OK. So in each epoch, you randomly sample 5000 samples from the whole training set (4.5M sentence pairs as mentioned in your paper), right? Currently, I use about 150k training samples to pre-train it. After achieving about 72% accuracy on the validation set, it starts overfitting.
And did you use any dropout or l2 regularization?
@wangyirui Not right. randomly sample 5000 examples is only utilized in the process of jointly training. During pre-training the discriminator, we collect 1M positive data and 1M negative samples. We didn't use any dropout or l2 regularization. Have you tested your translation performance? I mean, not just focus on the accuracy of the discriminator.
OK, I got it. So the 1 million positive samples and 1 million negative samples are fixed, and will not be re-sampled during the pre-train, right? In addition, I want to confirm that if we denote the positive sample pairs as (S_pos, T_pos), and negative sample pairs as (S_neg, T_neg). So the negative samples source tokens S_pos is exactly the same as negative samples source tokens S_neg, right? In other words, given 1M source tokens, we have corresponding 1M ground truth tokens and 1M machine-translation tokens, right? Thanks!!!
Yes, you are right. The positive and negative examples correspond to the same source sentence.
Thanks. I think the problem is my training set is relatively small (only 153K, roughly as 1/10 as your data size) compared to your 1M training data, so using the similar discriminator model might get overfitting. I will try to increase the training set. Thanks again!

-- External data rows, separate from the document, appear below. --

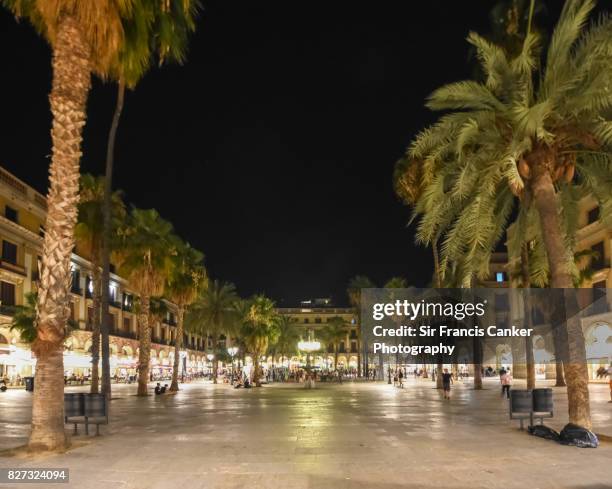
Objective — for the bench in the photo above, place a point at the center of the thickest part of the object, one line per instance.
(82, 408)
(530, 404)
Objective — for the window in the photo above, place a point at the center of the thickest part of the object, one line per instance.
(9, 252)
(598, 262)
(89, 287)
(89, 315)
(7, 293)
(76, 281)
(600, 304)
(128, 301)
(593, 215)
(112, 293)
(11, 214)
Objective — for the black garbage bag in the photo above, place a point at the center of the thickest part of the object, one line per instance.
(543, 432)
(578, 436)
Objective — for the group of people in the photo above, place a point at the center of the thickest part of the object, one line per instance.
(159, 389)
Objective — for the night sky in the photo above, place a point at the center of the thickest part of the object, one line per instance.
(272, 149)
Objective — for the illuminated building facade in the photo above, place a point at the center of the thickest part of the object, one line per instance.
(22, 218)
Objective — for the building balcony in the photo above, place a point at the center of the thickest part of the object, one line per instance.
(125, 334)
(75, 289)
(12, 267)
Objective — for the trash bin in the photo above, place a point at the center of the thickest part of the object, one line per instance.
(96, 406)
(521, 401)
(74, 405)
(542, 400)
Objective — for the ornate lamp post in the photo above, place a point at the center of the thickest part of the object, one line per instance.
(183, 356)
(232, 350)
(308, 347)
(210, 357)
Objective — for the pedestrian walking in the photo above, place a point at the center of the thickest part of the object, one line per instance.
(447, 380)
(506, 382)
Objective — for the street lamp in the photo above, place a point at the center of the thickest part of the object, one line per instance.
(210, 357)
(183, 357)
(309, 346)
(232, 350)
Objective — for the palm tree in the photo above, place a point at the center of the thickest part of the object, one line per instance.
(89, 234)
(160, 35)
(259, 331)
(145, 260)
(214, 314)
(85, 38)
(542, 138)
(334, 333)
(354, 294)
(182, 287)
(24, 319)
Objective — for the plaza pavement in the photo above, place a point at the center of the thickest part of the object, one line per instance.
(354, 435)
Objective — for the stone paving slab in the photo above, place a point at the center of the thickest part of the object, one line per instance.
(357, 435)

@wangyirui - were you able to make the discriminator work? Mine also starts to overfit it hits around 0.71 accuracy, with 1M training data @ZhenYangIACAS - looks like wangyirui and I may have had the same issue.
@kellymarchisio I have the same problem with you.... starts to overfit after achieved 0.71 accuracy....
@kellymarchisio Have you figured out the problem?
Unfortunately not. I suppose you haven't either?
On Fri, May 25, 2018 at 7:28 PM, wangyirui notifications@github.com wrote:
@kellymarchisio https://github.com/kellymarchisio Have you figured out the problem?
— You are receiving this because you were mentioned. Reply to this email directly, view it on GitHub https://github.com/ZhenYangIACAS/NMT_GAN/issues/6#issuecomment-392220226, or mute the thread https://github.com/notifications/unsubscribe-auth/ADcg6Nk2TE41HFCV3QGUWgDEnWvjE4-_ks5t2KGdgaJpZM4TYNB5 .
@kellymarchisio yeah, I still can't find out the problem.....I always get overfitting around 71% accuracy on val set
@ZhenYangIACAS the accuracy of 0.82,Does this accuracy rate refer to the prediction accuracy rate on the training set or the prediction accuracy rate on the verification set? The correct rate on the training set as seen in your discriminant model pre-training code.
@kellymarchisio Did you get the fake examples by greedy search? or how is the quality of your true data? I believe this accuracy is correlated with the quality of your own data.
@JianWenJun, In our code, I delete the validation process since I have know how much steps should I run my code. Without validation process, we can save some time for training. Actually, for your running this code at the first time, you should test its accuracy on the validation set.
Hi, how long will it take to pre-train the discriminator to achieve the accuracy of 0.82? Thanks!